Millions of small shareholders locked out of voting against fat cat pay deals


Millions of small shareholders are locked out of voting against fat cat pay deals, boardroom bungling and controversial takeovers such as GKN.

Investors are demanding a rule change to restore Britain’s ailing shareholder democracy that threatens to stop ordinary investors from voting against City excess.

They have been locked out of exercising crucial shareholder rights simply because of a technicality in the rules. It has meant they often don’t know that they are allowed to vote on greedy pay deals such as those handed to Persimmon boss Jeff Fairburn, or the four Melrose executives who bought GKN.

Backlash: Martin Gilbert, Roberto Quarta and Pascal Soriot

Backlash: Martin Gilbert, Roberto Quarta and Pascal Soriot

Backlash: Martin Gilbert, Roberto Quarta and Pascal Soriot

And in many cases they can find their right to reject these deals and hold bosses accountable for bad behaviour is often denied.
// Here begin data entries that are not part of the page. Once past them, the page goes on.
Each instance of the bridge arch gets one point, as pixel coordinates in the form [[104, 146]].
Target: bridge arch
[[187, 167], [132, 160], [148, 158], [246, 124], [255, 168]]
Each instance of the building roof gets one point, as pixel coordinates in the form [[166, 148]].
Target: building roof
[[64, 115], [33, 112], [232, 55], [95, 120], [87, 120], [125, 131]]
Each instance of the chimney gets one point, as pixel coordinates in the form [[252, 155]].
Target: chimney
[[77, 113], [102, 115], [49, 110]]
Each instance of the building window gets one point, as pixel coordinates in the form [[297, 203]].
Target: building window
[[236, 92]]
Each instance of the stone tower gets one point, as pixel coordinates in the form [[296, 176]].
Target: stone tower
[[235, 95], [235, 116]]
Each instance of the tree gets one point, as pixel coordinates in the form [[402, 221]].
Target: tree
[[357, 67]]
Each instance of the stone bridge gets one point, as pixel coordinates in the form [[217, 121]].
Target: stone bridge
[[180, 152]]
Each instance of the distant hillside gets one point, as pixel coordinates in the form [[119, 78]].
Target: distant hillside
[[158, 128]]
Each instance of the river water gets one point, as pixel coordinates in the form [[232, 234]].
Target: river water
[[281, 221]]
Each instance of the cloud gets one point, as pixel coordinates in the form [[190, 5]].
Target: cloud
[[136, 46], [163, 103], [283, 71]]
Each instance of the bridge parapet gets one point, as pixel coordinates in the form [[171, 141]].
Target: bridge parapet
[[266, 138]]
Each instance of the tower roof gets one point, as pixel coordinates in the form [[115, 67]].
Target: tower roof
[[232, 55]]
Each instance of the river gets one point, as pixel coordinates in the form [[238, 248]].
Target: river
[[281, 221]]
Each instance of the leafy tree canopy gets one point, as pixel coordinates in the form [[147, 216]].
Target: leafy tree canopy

Bids to get the rules changed to ensure companies are held accountable for their behaviour have fallen on deaf ears despite lobbying. Those facing revolts include Roger Devlin, chairman of William Hill, Sir Adrian Montague chairman of Aviva, Sir Roy Gardner at Serco, Martin Gilbert at Standard Life Aberdeen, and Roberto Quarta at WPP.

Meanwhile, Pascal Soriot, the chief executive of AstraZeneca, as well as bosses at Direct Line, Melrose and Rentokil, face revolts over their pay deals.

The shareholder lock-out has arisen because of the way people invest.

When someone buys a share they can vote at a firm’s annual general meeting on directors’ pay and the appointment of board members.

Previously, everyone would buy shares through a stockbroker. The share though would be held in the individual’s name, and all paperwork, including the share certificate and information about the annual meeting would be sent to them.

However, the rise of internet trading platforms such as Hargreaves Lansdown has made it harder for people with a stake in large companies to vote.

This is because, essentially, the trading platform buys and owns the share on behalf of the investor, who does not have their name on it and receives no documents. Instead, the nominees are the legal owners of the shares and their names appear on registers.

So when votes come around there is no way to hold companies accountable. Instead, big corporations and insurers vote on behalf of investors.

Around 12 per cent of listed shares were held by the public in 2016, according to the Office for National Statistics, equivalent to around £232bn of the FTSE 100.

It is thought a very large proportion are held through nominee accounts – Hargreaves has more than 1m active clients.

Peter Parry, from the UK Shareholders’ Association (UKSA), said: ‘The system is not helpful for shareholder democracy. The ultimate owners of the shares – the public – should be the ones who get the information from the company and be able to vote.’

Although technically investors are able to claim their voting rights, they are often not sent information about when annual meetings are being held, and shareholders must write to their platform to request the ability to go and vote.

The UKSA said some investors were charged for arranging for them to exercise their rights. Hargreaves, AJ Bell and Barclays say they do not charge, and Hargreaves said under 1 per cent of investors ask to vote.

There are plans to changes EU rules on shareholder rights so investors using a nominee must be told that they can attend a general meeting and vote.

But the Government’s position is that nominees themselves are the legal shareholders, meaning ordinary investors could still be denied their rights.